Thursday, October 18, 2012

Tucson II ~ La Paloma ~ GWA Symposium


“The object of education is to teach us to love what is beautiful.” 


Walking straight out from the Patio, this is the view

Symposiums  are the legitimate brain-children  of ancient Greece.  It was at the dawn of civilization near the Mediterranean sea that aristocratic men garbed in garland swathed over their robes reclined on sofas. Their left elbows propping their bodies up as they sipped on wine served by slave boys, the upper class males recited poetry and discussed  the weighty matter of politics.   



Every year the Garden Writer's Association transports it Symposium to another corner of this continent. We members benefit in that we may learn not just from each other, but from the landscape. This year, the local committee arranged for the The Sonoran Desert to teach us that the word desert is about the vastness of space. About the beauty of  breathing room. Neither of which is synonymous with emptiness.



As Lorene Edwards Forkner corresponded about the city  on the edge of one of the great deserts of the world "Tucson was so beautiful in such a raw and rugged way."



Like a raw and rugged man, the Sonoran Desert can be tamed. The emerald greenness of the grass is ever so much more valuable understanding it is couched within the soft brown and olive greens toasting under the intolerant climate of sun, more sun and most sun. 

Seeing the grass at the hotel made me feel better about my own lawn. I sometimes wonder if  mine wont be the last lawn that is neither cemetery nor golf course. 


Love is beautiful. It can be born amongst the cactus as easily as in roses. Midway between Phoenix and Tucson are the Casa Grande Ruins. Here, in the middle of a wailing storm, once stood the leaking tent on the Indian reservation where my mother-in-law  was born. 

She grew up nearby, marrying the man not much wider than a cornstalk who left the Oklahoma farm at  the tender age of 14.  Back in the heartland, Ken heard if a man worked hard, there was honest work to be had in Arizona.  For the first several years he tended beehives. From their God-fearing Christian union came the hardest working man I have ever known- my husband. 


Loving cactus was not a natural inclination. It was one of education. First I acknowledged, begrudgingly, their right to exist. With time and observation, I learned to appreciate the sculptural qualities of linear cactus species. Still, it was a revelation;  these stalks staked to get their posture "right" for the garden. 

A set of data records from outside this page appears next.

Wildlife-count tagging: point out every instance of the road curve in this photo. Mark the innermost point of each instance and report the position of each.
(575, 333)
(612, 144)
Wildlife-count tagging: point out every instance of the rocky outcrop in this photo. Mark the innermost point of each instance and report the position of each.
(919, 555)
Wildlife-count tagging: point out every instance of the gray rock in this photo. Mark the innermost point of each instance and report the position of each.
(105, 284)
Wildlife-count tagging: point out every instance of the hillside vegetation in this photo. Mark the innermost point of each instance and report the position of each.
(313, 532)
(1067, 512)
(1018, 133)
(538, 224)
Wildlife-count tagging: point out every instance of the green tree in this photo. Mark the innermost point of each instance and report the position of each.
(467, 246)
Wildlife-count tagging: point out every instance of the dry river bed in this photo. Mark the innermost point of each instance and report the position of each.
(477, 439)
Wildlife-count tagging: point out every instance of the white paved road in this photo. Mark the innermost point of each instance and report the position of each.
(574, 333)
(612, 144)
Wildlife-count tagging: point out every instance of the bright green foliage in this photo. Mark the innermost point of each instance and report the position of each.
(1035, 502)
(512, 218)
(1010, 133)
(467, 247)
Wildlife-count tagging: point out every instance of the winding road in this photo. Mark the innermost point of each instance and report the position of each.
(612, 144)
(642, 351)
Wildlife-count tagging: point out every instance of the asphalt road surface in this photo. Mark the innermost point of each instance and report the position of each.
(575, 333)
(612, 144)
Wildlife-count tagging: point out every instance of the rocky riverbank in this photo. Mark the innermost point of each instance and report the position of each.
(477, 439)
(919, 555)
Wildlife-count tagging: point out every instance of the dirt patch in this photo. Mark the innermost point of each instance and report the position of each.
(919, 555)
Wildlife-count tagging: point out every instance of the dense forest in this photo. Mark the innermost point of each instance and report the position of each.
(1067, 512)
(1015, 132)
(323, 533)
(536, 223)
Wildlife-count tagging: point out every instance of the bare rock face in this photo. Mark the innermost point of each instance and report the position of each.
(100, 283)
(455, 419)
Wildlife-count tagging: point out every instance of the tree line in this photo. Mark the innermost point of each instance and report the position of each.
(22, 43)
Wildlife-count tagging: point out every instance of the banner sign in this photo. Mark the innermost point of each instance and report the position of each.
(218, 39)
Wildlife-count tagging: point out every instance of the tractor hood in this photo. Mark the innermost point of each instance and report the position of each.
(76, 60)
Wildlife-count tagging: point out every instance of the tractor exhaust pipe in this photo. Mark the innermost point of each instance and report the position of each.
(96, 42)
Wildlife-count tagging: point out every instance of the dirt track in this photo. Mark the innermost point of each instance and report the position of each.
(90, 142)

Man and God in collaboration. That is the recipe for a very good life.

  
All writing and images are copyright  protected by Lydia Plunk

5 comments:

OldLady Of The Hills said...

As you know, I LOVE Cactus and find them the most interesting and beautful plants that exist on this planet. "Living Sculpture?....The Desert is filled with their beauty, isn't it...! Lucky You!

Lydia said...

The whole trip I thought of how much you would have enjoyed being there. This series is for YOU!

Oregon Sue said...

You certainly stayed at a beautiful place. xo

Anonymous said...

Yes, it looks like a lovely place. I too love the cactus plant and have several. Would you believe I have had several die? I didn't think you could kill those things but I did!! :(

Looking forward to the rest of the series.
XO Trisha

nikkipolani said...

I LOVE THAT QUOTE. Plato was no dummy ;-) And I love those silhouettes of those trees.